Muqeet et al. [16] focused on the idea of the advanced energy management system (AEMS) to smooth energy flow in a campus MG. For this purpose, the authors introduced some relevant projects and addressed the optimization techniques including high-reliability distribution system (HRDS), control and management system operation, MILP, MICP, PSO, TLBO, multi-agent system (MAS)-based, two-stage stochastic programming, MINLP, and NSGA.
Pourbehzadi et al. [13] addressed some of the optimization methods: AHP, cuckoo search/bat algorithm, DP, genetic optimization/generating sets search algorithm, GWO, hybrid robust/stochastic, imperialist competitive/MCS, multi-objective GA, NSGA II/Fuzzy clustering, decentralized control/multi-agent, MINLP, PSO/Q-learning, stochastic programming, two-step method, and weighted majority algorithm.
Abdi et al. [1] addressed different mathematical-based methods suggested for the OPF problems: distributed and parallel OPF (DPOPF), multiphase OPF (MOPF), OPF approach based on linearization and approximation, OPF approach based on considering storage devices, unbalanced three-phase OPF (TOPF), alternating direction method of multipliers (ADMM), OPF based on the simultaneous formulation of the post-contingency flows, and uncertainty-based OPF models. These approaches can be handled in terms of system type (three phases versus single phase), system balance (balanced versus unbalanced), operational state (islanded versus grid-connected mode), network topology (distribution versus transmission), programming model (dynamic versus static), control strategy (centralized versus decentralized control), multi-agent versus central agent, solution algorithm (mathematical approach versus heuristic algorithm), and realistic description (deterministic versus uncertainty).
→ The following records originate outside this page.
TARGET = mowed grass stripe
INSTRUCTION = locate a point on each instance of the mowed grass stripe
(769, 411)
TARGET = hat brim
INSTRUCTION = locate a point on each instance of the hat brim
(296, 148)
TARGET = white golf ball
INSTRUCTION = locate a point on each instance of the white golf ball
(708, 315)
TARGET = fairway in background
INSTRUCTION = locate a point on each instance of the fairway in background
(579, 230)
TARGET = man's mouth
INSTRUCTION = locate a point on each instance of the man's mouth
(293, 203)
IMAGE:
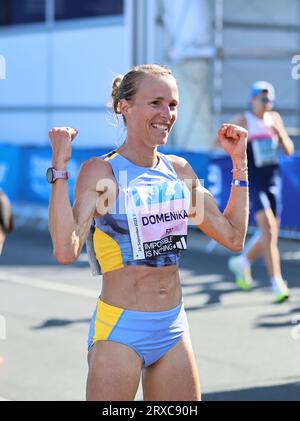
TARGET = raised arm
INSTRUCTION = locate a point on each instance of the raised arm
(285, 141)
(228, 228)
(69, 227)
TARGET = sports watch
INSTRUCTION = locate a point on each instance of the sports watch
(52, 175)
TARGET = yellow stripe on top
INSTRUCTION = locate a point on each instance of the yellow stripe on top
(107, 317)
(108, 251)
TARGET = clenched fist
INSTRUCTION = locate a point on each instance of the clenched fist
(233, 140)
(61, 138)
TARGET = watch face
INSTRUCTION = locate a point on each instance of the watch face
(49, 175)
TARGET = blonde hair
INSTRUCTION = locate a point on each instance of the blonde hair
(126, 87)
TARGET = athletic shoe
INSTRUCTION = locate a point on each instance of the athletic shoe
(242, 273)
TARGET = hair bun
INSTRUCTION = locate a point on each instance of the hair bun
(115, 93)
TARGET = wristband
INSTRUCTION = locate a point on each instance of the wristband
(240, 183)
(239, 170)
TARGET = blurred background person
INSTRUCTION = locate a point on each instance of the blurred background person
(6, 218)
(267, 134)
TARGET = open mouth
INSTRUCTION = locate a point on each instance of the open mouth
(163, 128)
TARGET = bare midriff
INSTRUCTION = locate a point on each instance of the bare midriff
(142, 288)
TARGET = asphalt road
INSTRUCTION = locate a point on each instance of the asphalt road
(247, 347)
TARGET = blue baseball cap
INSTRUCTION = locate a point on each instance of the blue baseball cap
(260, 87)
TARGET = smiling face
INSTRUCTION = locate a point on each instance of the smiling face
(152, 113)
(262, 103)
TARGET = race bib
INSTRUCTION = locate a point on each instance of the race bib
(265, 152)
(157, 218)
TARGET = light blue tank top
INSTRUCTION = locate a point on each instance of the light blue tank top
(148, 223)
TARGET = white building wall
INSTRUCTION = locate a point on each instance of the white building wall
(62, 76)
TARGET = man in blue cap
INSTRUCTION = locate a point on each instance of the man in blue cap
(266, 134)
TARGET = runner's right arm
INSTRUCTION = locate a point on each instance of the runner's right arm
(69, 227)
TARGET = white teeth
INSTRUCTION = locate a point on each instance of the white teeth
(160, 126)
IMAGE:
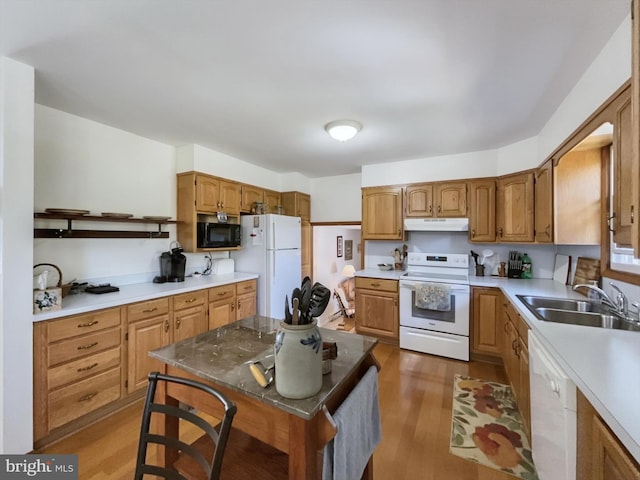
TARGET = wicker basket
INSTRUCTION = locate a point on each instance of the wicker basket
(49, 299)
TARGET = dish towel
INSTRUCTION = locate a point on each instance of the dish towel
(359, 431)
(433, 296)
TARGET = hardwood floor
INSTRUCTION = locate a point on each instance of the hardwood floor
(415, 401)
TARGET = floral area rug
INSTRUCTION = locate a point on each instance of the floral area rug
(487, 427)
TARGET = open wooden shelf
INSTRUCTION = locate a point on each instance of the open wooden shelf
(69, 232)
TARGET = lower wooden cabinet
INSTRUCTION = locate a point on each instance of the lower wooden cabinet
(377, 311)
(601, 456)
(515, 355)
(78, 367)
(90, 364)
(228, 303)
(487, 326)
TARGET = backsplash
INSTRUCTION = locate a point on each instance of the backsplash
(542, 255)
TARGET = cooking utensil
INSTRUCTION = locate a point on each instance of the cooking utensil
(263, 375)
(305, 294)
(295, 303)
(288, 318)
(320, 296)
(486, 253)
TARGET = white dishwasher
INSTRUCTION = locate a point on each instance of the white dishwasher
(553, 415)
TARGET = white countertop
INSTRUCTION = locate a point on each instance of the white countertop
(603, 363)
(87, 302)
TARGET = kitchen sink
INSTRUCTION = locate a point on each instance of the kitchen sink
(561, 304)
(576, 312)
(588, 319)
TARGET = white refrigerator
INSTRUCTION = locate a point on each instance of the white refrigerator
(271, 248)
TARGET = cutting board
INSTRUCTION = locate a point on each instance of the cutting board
(561, 268)
(587, 269)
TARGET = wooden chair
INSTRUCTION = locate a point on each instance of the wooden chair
(209, 463)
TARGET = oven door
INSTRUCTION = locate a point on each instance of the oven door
(455, 320)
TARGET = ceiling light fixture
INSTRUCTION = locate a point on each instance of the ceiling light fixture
(343, 130)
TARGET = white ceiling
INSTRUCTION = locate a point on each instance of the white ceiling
(259, 79)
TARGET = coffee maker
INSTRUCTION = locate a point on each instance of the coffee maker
(172, 265)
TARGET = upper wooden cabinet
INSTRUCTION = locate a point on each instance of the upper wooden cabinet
(635, 116)
(543, 179)
(382, 213)
(515, 203)
(250, 195)
(451, 199)
(217, 195)
(577, 181)
(447, 199)
(271, 200)
(482, 210)
(419, 199)
(623, 177)
(296, 204)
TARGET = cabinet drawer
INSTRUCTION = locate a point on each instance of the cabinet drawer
(147, 309)
(82, 324)
(190, 299)
(377, 284)
(80, 398)
(83, 368)
(222, 292)
(245, 287)
(83, 346)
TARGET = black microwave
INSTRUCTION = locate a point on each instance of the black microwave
(218, 235)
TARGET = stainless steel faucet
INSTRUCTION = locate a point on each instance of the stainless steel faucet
(604, 298)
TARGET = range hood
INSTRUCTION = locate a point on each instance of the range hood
(436, 224)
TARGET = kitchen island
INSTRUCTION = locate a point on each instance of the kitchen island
(297, 427)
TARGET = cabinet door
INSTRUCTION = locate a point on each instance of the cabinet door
(250, 195)
(544, 203)
(419, 200)
(487, 306)
(377, 314)
(482, 211)
(524, 395)
(271, 200)
(145, 335)
(382, 213)
(515, 208)
(189, 322)
(222, 312)
(306, 248)
(246, 305)
(635, 116)
(610, 460)
(623, 177)
(230, 197)
(577, 196)
(304, 206)
(451, 199)
(207, 194)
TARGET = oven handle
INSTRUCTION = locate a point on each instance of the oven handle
(455, 288)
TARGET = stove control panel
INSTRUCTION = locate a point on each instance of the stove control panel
(451, 260)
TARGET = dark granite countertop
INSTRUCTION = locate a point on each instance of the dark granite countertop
(223, 355)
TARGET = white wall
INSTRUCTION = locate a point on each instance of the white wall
(327, 266)
(336, 199)
(86, 165)
(16, 259)
(201, 159)
(607, 73)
2.10. Forecasting Algorithms and Energy Management Strategies

In Ref. [9], focusing on accurately forecasting power generation and load-to-energy management in MGs, forecasting algorithms for the power supply side and load demand were addressed. The forecasting techniques in two categories of hybrid and single models were discussed. In hybrid models, the combination of artificial neural network (ANN) with wavelet, Fuzzy logic, support vector machines (SVMs), and genetic algorithm (GA) were detailed. The single models were classified into artificial intelligence (AI) (including SVM, Fuzzy logic, and ANN) and parametric techniques (including statistic methods and the Kalman filter).
Battula et al. [12] discussed the forecasting techniques for EM of MGs in terms of different parameters (including load, price, and weather). They categorized them into different types based on the required foresting period, including very short-term (from multi seconds to 30 min, used for the dynamic control of RES to the load requirements); short-term (from 30 min to 6 h, used for energy scheduling of different sources and storage devices); medium-term (from 6 h to one day, used for market pricing); long-term (from one day to one week, used for maintenance and load dispatch). In another classification, the forecasting models were categorized based on the used model, linear (including time series; dynamic programming (state space and ARMA)) and non-linear (SVM; Markov chain; stochastic; Fuzzy neural; ANN (supervised, unsupervised, and reinforced)).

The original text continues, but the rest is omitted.